Weights.—Little seems to have been done to determine the correlation of weights with sex- and age-classes. Weight may be the best single index of over-all size and is especially useful to students of the physiology of migration. Weight, however, is subject to the considerable variable imposed by fat condition. In large and comparable series, this variable is probably removed insofar as comparability of means is concerned, but the high variability of weight in most cases naturally results in more overlap (less separability) between populations with means close together than is found with most linear measurements.

Fig. 2. Statistics of variation in length of wing and tail in the Nashville Warbler. The solid lines represent the observed ranges in millimeters. The stippled boxes represent two standard errors (σm) to each side of the means (vertical lines). The open boxes represent one standard deviation (σ) to each side of the means.

Fig. 3. Statistics of variation in length of wing in the Lincoln Sparrow.

Figures 4-6 show variation in weight in the samples of Nashville Warbler, Mourning Warbler, Yellow-throat, Dickcissel, and Lincoln Sparrow. Each figure is essentially self-explanatory. It will be seen that in the Nashville Warbler and Lincoln Sparrow, weight is roughly proportional to wing-length (shown in figs. 2 and 3), giving about equally good separation of sex- and age-classes in the latter and poorer separation in the former. Data for these and other species indicate a generally greater weight of males than of females, but less difference according to age. In some other species, for example the Yellow-throat, immatures seem to be a little heavier on the average than adults. It is unfortunate that wing-lengths are not at present available for these.

Fig. 4. Statistics of variation in weight in the Nashville Warbler and Mourning Warbler.

Fig. 5. Statistics of variation in weight in the Yellow-throat and Dickcissel.

Fig. 6. Statistics of variation in weight in the Lincoln Sparrow.

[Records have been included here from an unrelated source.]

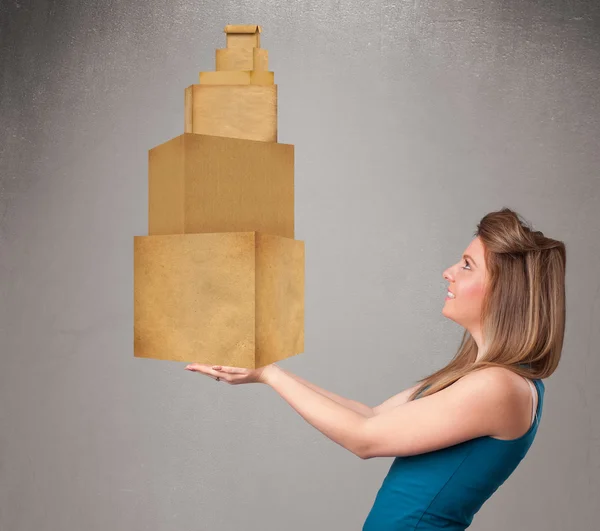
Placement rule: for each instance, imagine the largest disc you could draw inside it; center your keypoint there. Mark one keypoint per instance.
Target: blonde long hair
(523, 312)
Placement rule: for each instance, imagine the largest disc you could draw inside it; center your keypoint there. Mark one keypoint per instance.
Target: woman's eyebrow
(469, 256)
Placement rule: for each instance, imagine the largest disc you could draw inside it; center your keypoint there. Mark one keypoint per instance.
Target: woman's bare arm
(396, 400)
(362, 409)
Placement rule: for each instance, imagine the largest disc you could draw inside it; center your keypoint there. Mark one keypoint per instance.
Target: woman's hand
(233, 375)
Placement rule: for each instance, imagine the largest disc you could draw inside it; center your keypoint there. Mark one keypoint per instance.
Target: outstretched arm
(342, 425)
(362, 409)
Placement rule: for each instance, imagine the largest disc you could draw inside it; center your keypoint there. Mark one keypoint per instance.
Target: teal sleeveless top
(444, 489)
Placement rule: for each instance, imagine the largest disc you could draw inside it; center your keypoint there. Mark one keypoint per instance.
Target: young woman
(458, 434)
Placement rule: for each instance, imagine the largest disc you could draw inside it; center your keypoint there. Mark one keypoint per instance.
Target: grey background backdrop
(410, 121)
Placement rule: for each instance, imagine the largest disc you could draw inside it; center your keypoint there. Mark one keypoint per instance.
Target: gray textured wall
(411, 120)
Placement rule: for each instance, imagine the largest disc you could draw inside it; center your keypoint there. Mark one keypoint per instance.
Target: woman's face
(467, 281)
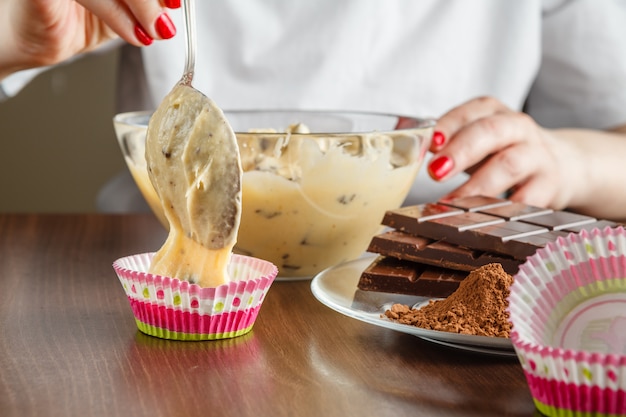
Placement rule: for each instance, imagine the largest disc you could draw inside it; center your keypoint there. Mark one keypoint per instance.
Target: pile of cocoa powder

These comments on weight suggest an additional factor which may play a part in rate of migration and which some day may be profitably studied. Suppose that in some species adults and immatures are nearly the same in weight but that immatures have shorter wings. In such a species the immatures are relatively shorter-winged for their weight than adults. In aerodynamic terms, they would have a higher "wing-loading." (Wing-loading is the result obtained by dividing area of effective wing by total weight; it is here assumed that in a single species wing area is directly proportional to wing length.) This being the case, immatures with higher "wing-loading" would require more energy (derived from fat) to fly the same distance as adults, or with the same amount of fat they would fly a shorter distance. Thus they might tend to be outstripped in migration by adults starting at the same time. The reverse, of course, would also be theoretically true, if adults possessed a higher wing-loading than immatures. Physical factors such as these rather than the differential "virility" postulated by Meinertzhagen (1930:56) might account for the arrival of certain classes of some species on the wintering grounds in advance of others. There are, of course, many other factors which must be taken into account before the effect, if any, of the wing-loading factor can be evaluated. Data for illuminating calculations will become available, however, with the accumulation of abundant information on weights, measurements, and migration patterns.